The Reformation and Luther’s translation of the Bible at the beginning of the sixteenth century had a supporting effect, even if it was indirect. Even though Joachim II first enforced the Reformation in Brandenburg in 1539, this still played a role in the decline of Middle Low German as a written and printed language.

The conflicts between political-confessional power groups – between the Union and the League – led to the Thirty Years’ War (1618­–1648). Of the Mark’s 8,000 villages, only half of them were inhabited at the end of the war; the rest were desolate and empty.

 

New Waves of Settlers Come into Brandenburg

But Brandenburg-Prussia was able to recover more quickly from the ravages of war than its neighbors and enjoyed an economic boom in the second half of the seventeenth century. Elector Friedrich Wilhelm brought craftsmen, manufacturers, and merchants from abroad to revive the economy. Dutch silk and damask weavers moved to Potsdam, for example, where a Dutch faience industry was also founded.

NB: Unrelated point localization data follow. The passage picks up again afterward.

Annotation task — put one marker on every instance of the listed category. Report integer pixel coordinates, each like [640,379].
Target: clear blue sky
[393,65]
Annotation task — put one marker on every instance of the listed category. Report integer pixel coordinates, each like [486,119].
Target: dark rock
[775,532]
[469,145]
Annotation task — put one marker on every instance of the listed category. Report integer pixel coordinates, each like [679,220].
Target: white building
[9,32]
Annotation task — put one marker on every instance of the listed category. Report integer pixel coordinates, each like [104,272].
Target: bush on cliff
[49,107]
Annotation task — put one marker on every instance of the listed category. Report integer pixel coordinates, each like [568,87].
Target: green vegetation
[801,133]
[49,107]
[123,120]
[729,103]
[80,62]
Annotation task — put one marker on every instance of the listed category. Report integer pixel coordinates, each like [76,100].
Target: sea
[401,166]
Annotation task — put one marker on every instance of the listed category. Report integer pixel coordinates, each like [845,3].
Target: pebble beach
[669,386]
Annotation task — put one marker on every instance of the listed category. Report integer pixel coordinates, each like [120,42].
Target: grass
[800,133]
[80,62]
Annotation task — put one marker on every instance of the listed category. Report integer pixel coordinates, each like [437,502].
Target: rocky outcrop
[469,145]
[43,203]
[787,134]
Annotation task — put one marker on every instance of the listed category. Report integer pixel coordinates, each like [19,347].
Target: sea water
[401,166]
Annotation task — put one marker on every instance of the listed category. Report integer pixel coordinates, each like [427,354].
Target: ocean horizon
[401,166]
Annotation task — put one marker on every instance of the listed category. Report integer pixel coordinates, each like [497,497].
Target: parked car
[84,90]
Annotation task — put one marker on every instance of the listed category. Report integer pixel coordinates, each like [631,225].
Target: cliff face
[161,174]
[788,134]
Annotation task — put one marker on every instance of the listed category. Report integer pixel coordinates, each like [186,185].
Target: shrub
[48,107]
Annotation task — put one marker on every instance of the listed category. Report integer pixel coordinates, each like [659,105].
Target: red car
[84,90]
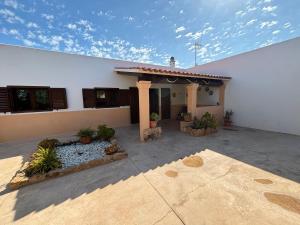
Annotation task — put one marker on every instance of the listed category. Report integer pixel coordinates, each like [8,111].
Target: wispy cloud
[180,29]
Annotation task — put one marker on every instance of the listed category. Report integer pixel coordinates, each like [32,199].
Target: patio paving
[241,176]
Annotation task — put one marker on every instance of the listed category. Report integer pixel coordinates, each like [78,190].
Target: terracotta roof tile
[181,72]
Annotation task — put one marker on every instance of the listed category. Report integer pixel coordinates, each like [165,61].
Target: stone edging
[19,180]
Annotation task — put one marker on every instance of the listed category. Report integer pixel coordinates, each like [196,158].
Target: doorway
[165,103]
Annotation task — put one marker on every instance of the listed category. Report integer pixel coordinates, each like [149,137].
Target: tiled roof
[168,72]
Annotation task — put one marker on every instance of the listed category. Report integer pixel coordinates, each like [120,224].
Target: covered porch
[190,92]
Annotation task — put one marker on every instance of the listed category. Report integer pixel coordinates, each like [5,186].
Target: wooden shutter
[4,100]
[124,97]
[59,98]
[89,98]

Friedrich Wilhelm’s rule also saw the issuance of the Edict of Potsdam (1685), which granted the Huguenots and others who fled France religious freedom and the right of establishment in the Brandenburg-Prussian state. The linguistic traces of the Huguenots can be heard especially in Berlin and in the Uckermark; for example: Pansch  from the French Panse ‘belly, abdomen’; Schwieten from the French suite ‘jokes, stupidities’; Budike from the French boutique ‘a grocery store, restaurant, pub.’

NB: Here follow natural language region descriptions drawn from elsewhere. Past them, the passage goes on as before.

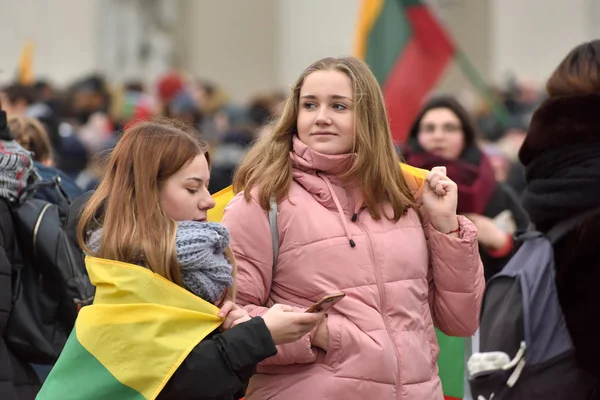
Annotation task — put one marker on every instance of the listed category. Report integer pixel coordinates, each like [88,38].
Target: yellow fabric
[369,12]
[26,64]
[222,198]
[141,326]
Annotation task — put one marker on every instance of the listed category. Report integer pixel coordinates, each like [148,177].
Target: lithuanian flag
[128,344]
[452,349]
[408,50]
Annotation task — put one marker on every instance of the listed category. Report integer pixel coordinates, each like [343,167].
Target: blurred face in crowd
[185,196]
[326,114]
[440,133]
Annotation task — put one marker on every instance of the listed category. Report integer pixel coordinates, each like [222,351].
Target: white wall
[253,45]
[310,30]
[530,37]
[231,42]
[64,32]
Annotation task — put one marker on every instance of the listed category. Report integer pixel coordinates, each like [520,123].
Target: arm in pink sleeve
[248,226]
[456,281]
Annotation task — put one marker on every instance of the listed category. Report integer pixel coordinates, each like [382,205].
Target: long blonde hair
[268,165]
[126,203]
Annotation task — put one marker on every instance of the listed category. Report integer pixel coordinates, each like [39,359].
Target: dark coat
[18,381]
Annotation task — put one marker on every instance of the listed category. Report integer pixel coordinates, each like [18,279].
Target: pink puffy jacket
[400,279]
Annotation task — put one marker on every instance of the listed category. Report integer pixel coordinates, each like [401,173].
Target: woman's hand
[321,337]
[233,315]
[287,326]
[440,198]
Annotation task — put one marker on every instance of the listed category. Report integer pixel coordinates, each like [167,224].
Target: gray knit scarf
[200,250]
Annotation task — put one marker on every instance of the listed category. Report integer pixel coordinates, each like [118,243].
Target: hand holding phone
[326,302]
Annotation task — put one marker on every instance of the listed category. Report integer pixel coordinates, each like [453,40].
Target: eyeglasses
[446,128]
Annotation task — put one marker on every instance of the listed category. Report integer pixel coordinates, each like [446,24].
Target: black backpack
[526,351]
[52,284]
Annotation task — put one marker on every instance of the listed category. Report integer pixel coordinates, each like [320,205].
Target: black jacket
[17,379]
[503,199]
[220,367]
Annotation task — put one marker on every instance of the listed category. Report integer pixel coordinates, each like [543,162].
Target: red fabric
[417,70]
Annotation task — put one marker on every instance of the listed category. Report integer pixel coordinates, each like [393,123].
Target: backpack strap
[559,230]
[274,230]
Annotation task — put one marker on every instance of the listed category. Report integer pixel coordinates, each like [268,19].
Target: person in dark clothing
[155,195]
[18,381]
[443,134]
[561,156]
[32,136]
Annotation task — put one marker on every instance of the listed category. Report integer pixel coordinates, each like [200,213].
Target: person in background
[18,381]
[31,135]
[443,134]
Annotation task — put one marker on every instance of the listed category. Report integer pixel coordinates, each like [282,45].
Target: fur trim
[561,122]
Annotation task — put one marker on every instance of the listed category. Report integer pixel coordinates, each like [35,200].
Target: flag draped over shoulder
[452,349]
[128,344]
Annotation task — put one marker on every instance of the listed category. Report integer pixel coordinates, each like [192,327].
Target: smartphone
[326,302]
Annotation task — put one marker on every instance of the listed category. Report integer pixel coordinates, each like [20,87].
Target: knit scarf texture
[200,248]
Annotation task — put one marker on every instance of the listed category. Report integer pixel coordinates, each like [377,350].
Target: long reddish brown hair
[126,203]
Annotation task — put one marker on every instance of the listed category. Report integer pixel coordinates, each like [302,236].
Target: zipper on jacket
[382,305]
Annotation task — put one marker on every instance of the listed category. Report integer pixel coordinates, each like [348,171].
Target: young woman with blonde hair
[150,211]
[351,220]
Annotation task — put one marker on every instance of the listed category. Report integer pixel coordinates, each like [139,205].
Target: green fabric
[451,363]
[79,375]
[387,39]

Other settlers from abroad were brought into the country in the course of Friedrich the Great’s colonization policies, including for example cloth-workers from Silesia as well as Bohemian weavers and spinners. Several new settlements rose up. In Potsdam-Babelsberg, the colony of weavers and spinners was named nowa ves (‘New Village’) in the colonists’ language. 

 

Industrialization and its Effects on Dialects

The industrialization that began in the nineteenth century was an important development for language development in Brandenburg as well as the entire Germanophone world. The development of new production branches and processes based on scientific research led to an industrial expansion throughout the entire country. The character of work also changed in this context. The new conditions of communication were influenced by the movement of the rural population into the cities to find work. The multitude of new work tools and techniques for the modern organization of work were lacking names and descriptions, which were created in the course of their invention and implementation. There were no correspondences for these terms in the dialects, and dialects could no longer meet communicative requirements. Increasing numbers of speakers were forced to avoid using their own dialect at the workplace, shifting their dialect usage increasingly into the private and familial sphere.

 

After the Second World War

During the Second World War and after its conclusion, there were observable developments that fostered the decline of dialect usage that had already begun earlier. In this context, the following facts are important: the state of Brandenburg was a transit area and destination for settlers; the development of industry and the new construction of large industrial facilities – for example the steel and milling factories in Brandenburg and Hennigsdorf, the large power plants in Trattendorf, Vettschau and Lübbenau, and the textile plant in Cottbus, among others; the emergence of a new form of mass communication in television; the almost exclusive orientation towards standardized language in classroom instruction, as well as the spatial division of work and living, which demanded greater mobility from people.

 

Communication on the basis of dialect therefore became increasingly diminished. Recent efforts, however, have sought to create greater prestige for Low German as a regional language, in Brandenburg as well.